Southwest Book Club Meets January 21
Anyone age 18 or older is welcome to attend. The book club meets monthly at the Southwest Branch Library. No registration needed. For more information, please call 407.835.7323 or email email@example.com.
Tuesday, January 21
Library Meeting Room
If you are unable to attend the meeting or you would like to join our discussion, you can share your thoughts or respond to the discussion questions below. Simply click "Comments" located at the bottom of this post. Join the discussion!
1. Consider the title of this memoir. Why was Min considered a "cooked seed" in China? Why would she choose this insult as the title for her memoir?
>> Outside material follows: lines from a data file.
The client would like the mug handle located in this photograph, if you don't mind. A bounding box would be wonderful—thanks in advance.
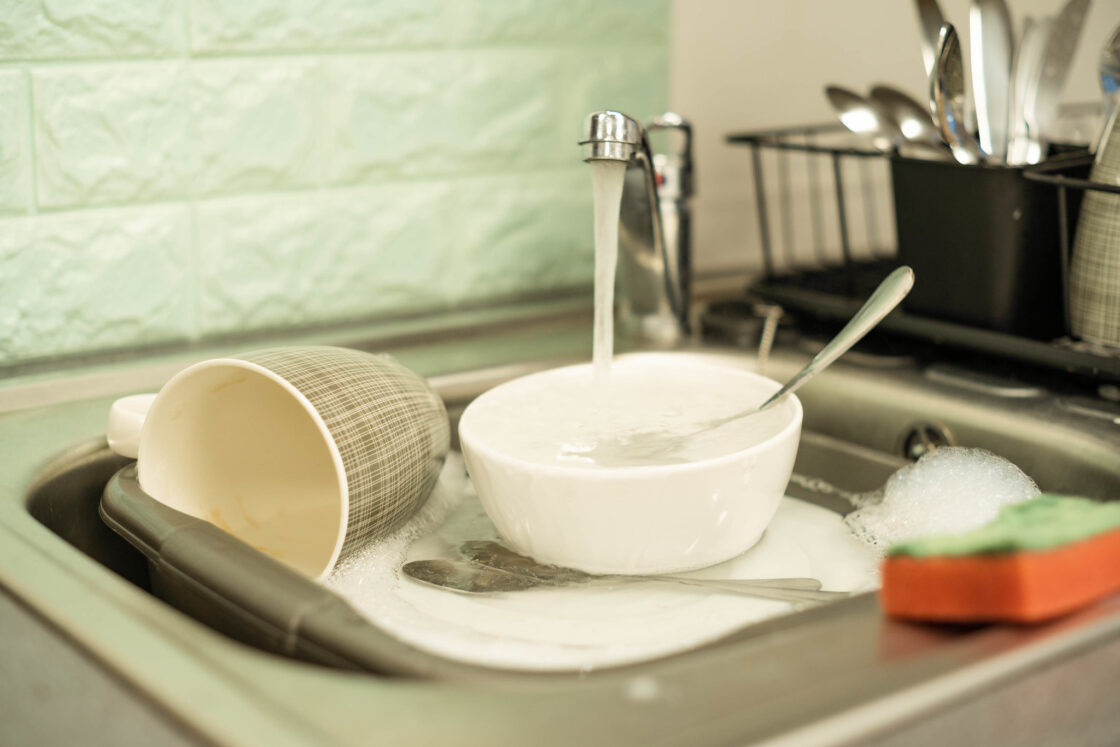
[107,393,158,459]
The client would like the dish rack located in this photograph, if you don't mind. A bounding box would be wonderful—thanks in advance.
[723,114,1120,384]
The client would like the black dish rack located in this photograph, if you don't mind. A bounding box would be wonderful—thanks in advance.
[723,122,1120,384]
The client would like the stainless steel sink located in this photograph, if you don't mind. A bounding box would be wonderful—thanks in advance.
[6,308,1120,745]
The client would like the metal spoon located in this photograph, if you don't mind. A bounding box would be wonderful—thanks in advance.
[826,85,904,153]
[914,0,949,78]
[564,267,914,466]
[460,540,822,590]
[401,558,850,604]
[932,23,986,165]
[868,84,949,154]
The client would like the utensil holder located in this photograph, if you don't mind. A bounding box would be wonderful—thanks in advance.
[891,157,1088,340]
[726,118,1120,384]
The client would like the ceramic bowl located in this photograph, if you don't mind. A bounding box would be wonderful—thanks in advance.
[458,356,803,575]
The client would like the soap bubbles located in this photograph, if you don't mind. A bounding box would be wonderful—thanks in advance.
[844,447,1040,554]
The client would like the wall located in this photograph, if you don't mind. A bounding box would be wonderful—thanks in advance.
[0,0,669,366]
[672,0,1120,275]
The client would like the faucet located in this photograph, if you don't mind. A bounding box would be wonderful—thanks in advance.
[580,110,693,341]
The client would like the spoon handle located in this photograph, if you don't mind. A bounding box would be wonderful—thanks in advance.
[658,575,821,591]
[758,266,914,412]
[655,576,851,603]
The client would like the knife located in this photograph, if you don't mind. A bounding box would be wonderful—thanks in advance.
[1023,0,1092,164]
[1007,16,1052,165]
[970,0,1015,162]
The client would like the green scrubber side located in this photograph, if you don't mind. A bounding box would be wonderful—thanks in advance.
[888,495,1120,558]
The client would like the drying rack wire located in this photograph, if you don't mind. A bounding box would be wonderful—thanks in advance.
[723,115,1120,383]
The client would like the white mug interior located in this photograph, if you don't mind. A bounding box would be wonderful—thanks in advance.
[138,359,347,579]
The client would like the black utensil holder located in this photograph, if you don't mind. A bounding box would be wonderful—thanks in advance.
[891,157,1088,340]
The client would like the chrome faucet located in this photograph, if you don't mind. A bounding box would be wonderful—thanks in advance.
[580,110,693,341]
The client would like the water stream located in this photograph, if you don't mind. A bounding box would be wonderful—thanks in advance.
[590,160,627,385]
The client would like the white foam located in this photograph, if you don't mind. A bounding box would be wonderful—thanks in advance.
[323,454,877,672]
[844,447,1040,554]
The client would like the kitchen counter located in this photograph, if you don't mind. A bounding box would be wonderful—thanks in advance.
[3,299,1120,746]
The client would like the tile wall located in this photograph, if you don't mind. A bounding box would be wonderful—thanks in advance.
[0,0,669,365]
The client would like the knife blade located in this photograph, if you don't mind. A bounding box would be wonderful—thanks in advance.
[970,0,1015,162]
[1024,0,1092,164]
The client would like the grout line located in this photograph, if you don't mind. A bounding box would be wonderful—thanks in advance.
[0,41,666,69]
[0,165,590,222]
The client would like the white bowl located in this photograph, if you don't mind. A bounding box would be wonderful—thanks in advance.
[458,356,803,575]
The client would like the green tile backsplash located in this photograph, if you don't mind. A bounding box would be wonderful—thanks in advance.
[0,0,669,366]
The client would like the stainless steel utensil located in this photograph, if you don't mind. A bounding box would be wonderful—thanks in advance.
[868,84,950,155]
[401,556,850,604]
[932,23,986,165]
[571,267,915,465]
[460,540,824,591]
[1008,16,1053,165]
[970,0,1015,161]
[915,0,949,77]
[825,85,904,153]
[1023,0,1091,164]
[1094,23,1120,156]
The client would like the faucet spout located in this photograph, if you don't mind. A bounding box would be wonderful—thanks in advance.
[580,110,691,341]
[580,110,642,162]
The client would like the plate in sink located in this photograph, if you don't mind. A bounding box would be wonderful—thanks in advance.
[324,454,879,672]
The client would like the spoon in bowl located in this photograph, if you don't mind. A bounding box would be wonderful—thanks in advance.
[566,266,915,465]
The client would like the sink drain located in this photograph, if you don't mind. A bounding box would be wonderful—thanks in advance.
[899,421,955,461]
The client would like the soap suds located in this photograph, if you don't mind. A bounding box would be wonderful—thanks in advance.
[844,447,1040,554]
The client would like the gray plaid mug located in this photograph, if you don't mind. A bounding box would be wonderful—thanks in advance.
[1070,108,1120,347]
[107,346,449,578]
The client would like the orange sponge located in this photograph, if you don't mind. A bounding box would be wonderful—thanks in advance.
[880,495,1120,624]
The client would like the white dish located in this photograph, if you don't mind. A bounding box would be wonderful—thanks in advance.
[326,456,878,673]
[458,355,803,575]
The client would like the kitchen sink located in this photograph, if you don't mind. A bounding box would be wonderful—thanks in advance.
[6,309,1120,745]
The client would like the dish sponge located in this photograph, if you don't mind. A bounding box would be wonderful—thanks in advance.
[880,495,1120,623]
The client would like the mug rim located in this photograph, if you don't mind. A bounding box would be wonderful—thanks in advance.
[139,356,350,579]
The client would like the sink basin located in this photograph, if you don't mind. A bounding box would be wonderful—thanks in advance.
[8,311,1120,745]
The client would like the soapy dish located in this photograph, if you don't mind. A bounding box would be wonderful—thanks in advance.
[457,355,803,575]
[327,455,878,672]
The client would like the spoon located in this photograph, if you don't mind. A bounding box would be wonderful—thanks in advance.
[567,266,914,466]
[914,0,949,78]
[868,84,950,155]
[401,557,850,604]
[460,540,822,590]
[826,85,904,153]
[931,23,986,165]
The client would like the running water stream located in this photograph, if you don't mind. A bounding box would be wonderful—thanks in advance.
[590,160,627,385]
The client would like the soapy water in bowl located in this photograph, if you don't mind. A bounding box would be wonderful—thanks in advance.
[466,362,795,468]
[843,446,1041,554]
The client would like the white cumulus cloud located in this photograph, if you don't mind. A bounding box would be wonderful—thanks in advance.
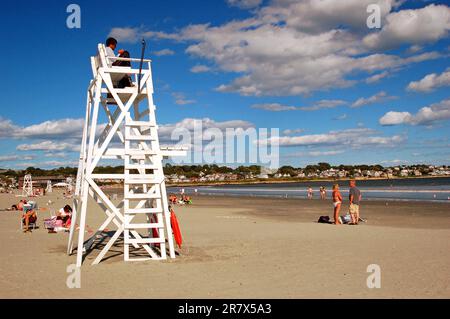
[152,49,175,56]
[158,117,255,144]
[259,128,404,148]
[13,118,84,139]
[379,99,450,125]
[172,92,196,105]
[251,103,297,111]
[363,4,450,50]
[190,65,211,73]
[365,71,389,84]
[351,91,397,108]
[109,1,446,97]
[226,0,262,9]
[407,68,450,92]
[16,141,80,152]
[252,100,346,111]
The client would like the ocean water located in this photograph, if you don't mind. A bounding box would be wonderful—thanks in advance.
[168,177,450,202]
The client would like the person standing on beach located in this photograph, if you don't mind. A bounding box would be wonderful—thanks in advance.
[332,184,342,224]
[320,186,326,199]
[307,187,313,199]
[348,180,362,225]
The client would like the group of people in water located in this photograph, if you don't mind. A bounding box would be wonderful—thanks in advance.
[307,186,329,200]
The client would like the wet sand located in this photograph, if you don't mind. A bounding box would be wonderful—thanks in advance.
[0,191,449,298]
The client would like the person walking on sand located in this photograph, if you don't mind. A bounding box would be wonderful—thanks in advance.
[332,184,342,224]
[348,180,362,225]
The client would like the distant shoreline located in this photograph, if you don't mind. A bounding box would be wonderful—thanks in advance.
[166,175,450,188]
[94,174,450,191]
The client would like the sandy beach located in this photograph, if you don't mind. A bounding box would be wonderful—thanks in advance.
[0,191,449,299]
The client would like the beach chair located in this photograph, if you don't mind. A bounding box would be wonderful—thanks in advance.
[43,209,56,230]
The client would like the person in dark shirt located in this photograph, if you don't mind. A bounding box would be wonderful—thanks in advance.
[348,180,362,225]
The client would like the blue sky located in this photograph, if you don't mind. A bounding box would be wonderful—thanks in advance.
[1,0,449,169]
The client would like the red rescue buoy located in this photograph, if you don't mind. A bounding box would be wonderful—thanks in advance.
[151,215,160,248]
[170,208,183,248]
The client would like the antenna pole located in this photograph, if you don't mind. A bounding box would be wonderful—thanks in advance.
[138,38,146,94]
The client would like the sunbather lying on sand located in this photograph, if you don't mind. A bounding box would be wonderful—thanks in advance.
[6,199,27,211]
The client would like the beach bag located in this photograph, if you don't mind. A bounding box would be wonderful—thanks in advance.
[318,216,330,223]
[44,218,63,229]
[342,214,352,224]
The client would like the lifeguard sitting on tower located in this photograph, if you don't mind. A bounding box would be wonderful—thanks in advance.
[105,37,133,89]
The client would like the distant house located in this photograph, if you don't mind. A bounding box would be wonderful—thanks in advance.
[400,169,409,177]
[338,171,347,178]
[225,174,238,181]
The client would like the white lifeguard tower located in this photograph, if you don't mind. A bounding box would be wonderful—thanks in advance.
[22,174,33,197]
[68,43,186,267]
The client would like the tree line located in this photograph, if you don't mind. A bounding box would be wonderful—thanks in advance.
[1,163,445,179]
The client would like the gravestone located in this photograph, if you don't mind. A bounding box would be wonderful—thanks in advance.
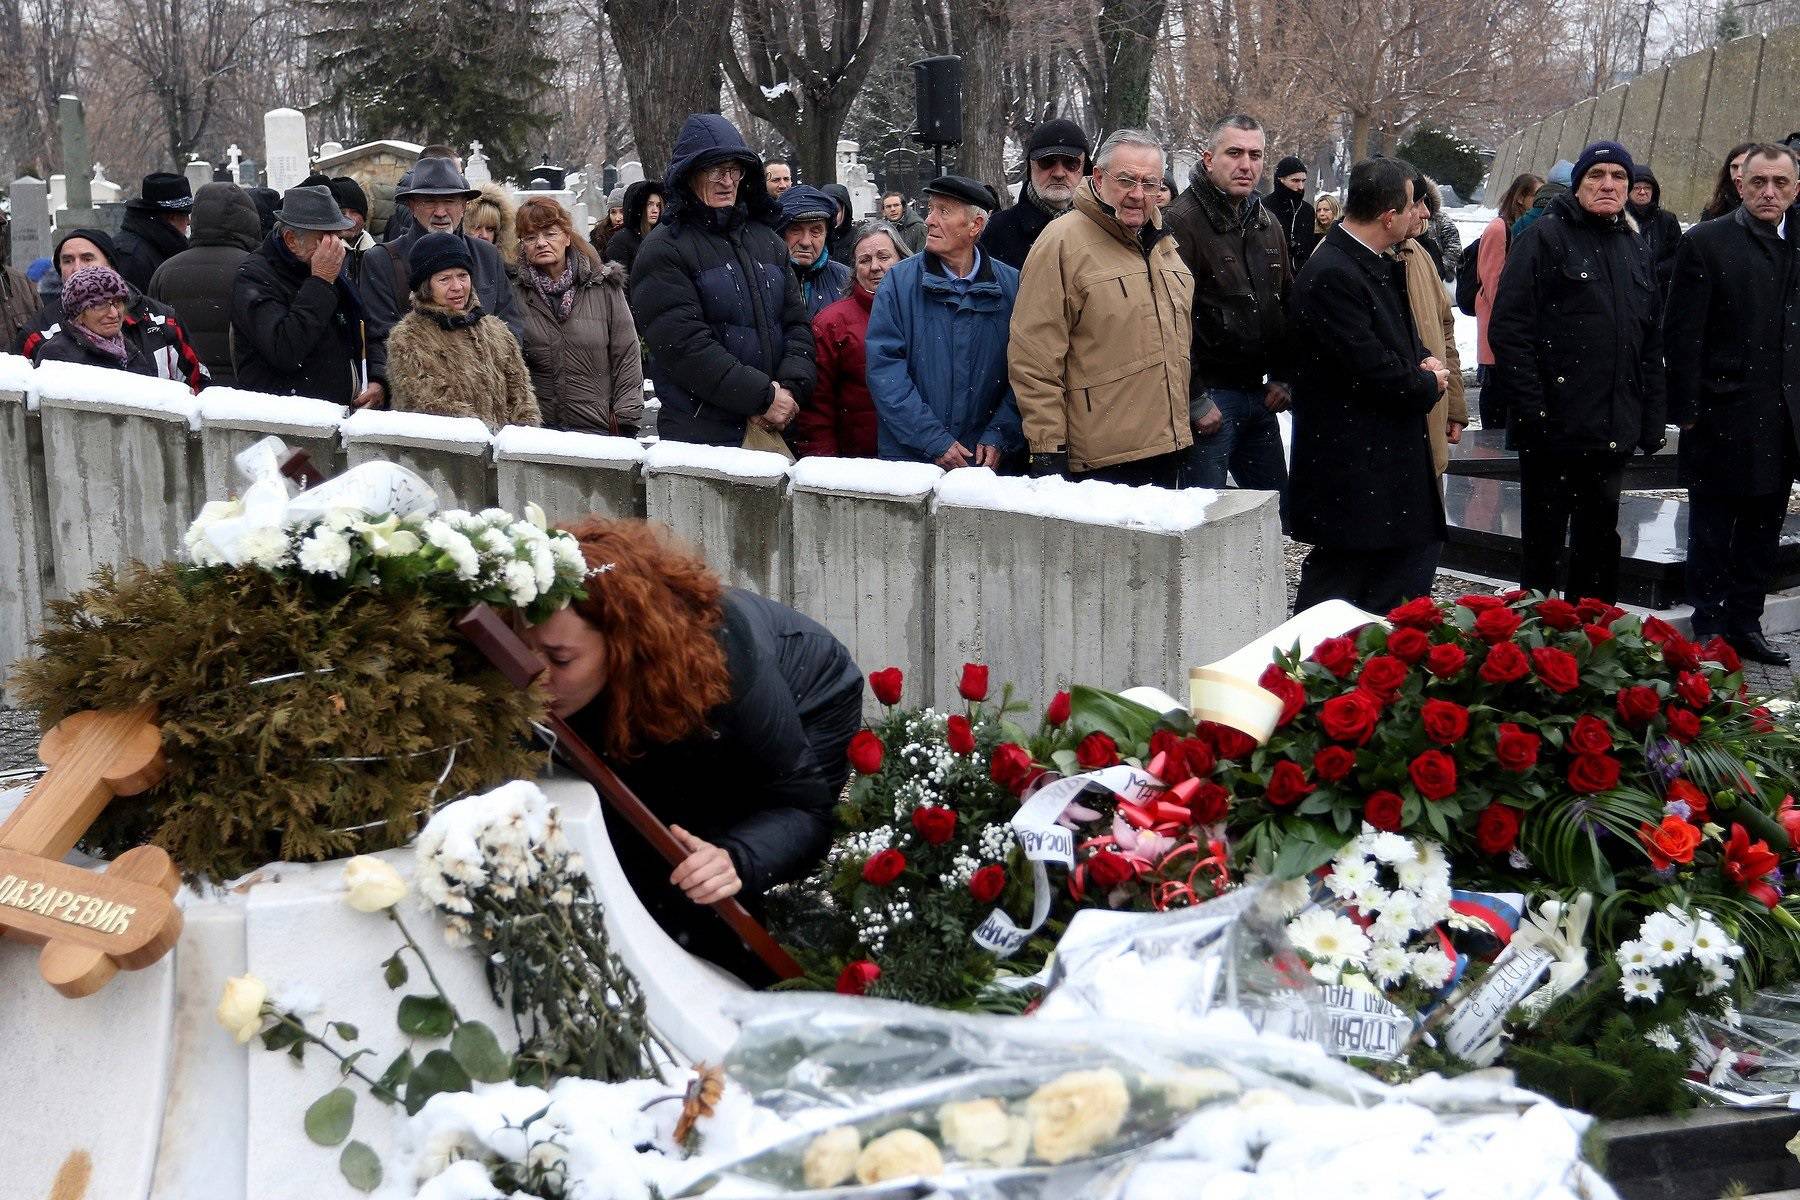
[89,165,119,204]
[466,141,491,186]
[573,202,591,233]
[225,144,242,177]
[9,176,51,270]
[316,140,344,160]
[619,160,645,187]
[184,161,212,193]
[263,108,310,192]
[48,174,66,211]
[237,158,259,187]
2. After her first trip back to China, Min realized "I did not yet know the American I was becoming, but I was sure that I was no longer the same An-Qi from China. I, who was defeated, was refusing to accept the defeat." (p. 134) Why did Min feel alienated from her family when she returned to China? What are some key events that demonstrate her resilience and her refusal to accept defeat?
3. What can The Cooked Seed teach Americans about China and its people? What can Americans learn about themselves by viewing their culture through Min's eyes?
4. Discuss the sources of conflict between Min and her daughter. Why was Min slow to recognize her daughter's struggles and unhappiness?
5. If you read Min's first memoir, compare The Cooked Seed to Red Azalea. What incidents in Red Azalea were revisited in The Cooked Seed? What kind of challenges did Min face in each memoir? How has her writing style evolved in the twenty years since Red Azalea was published?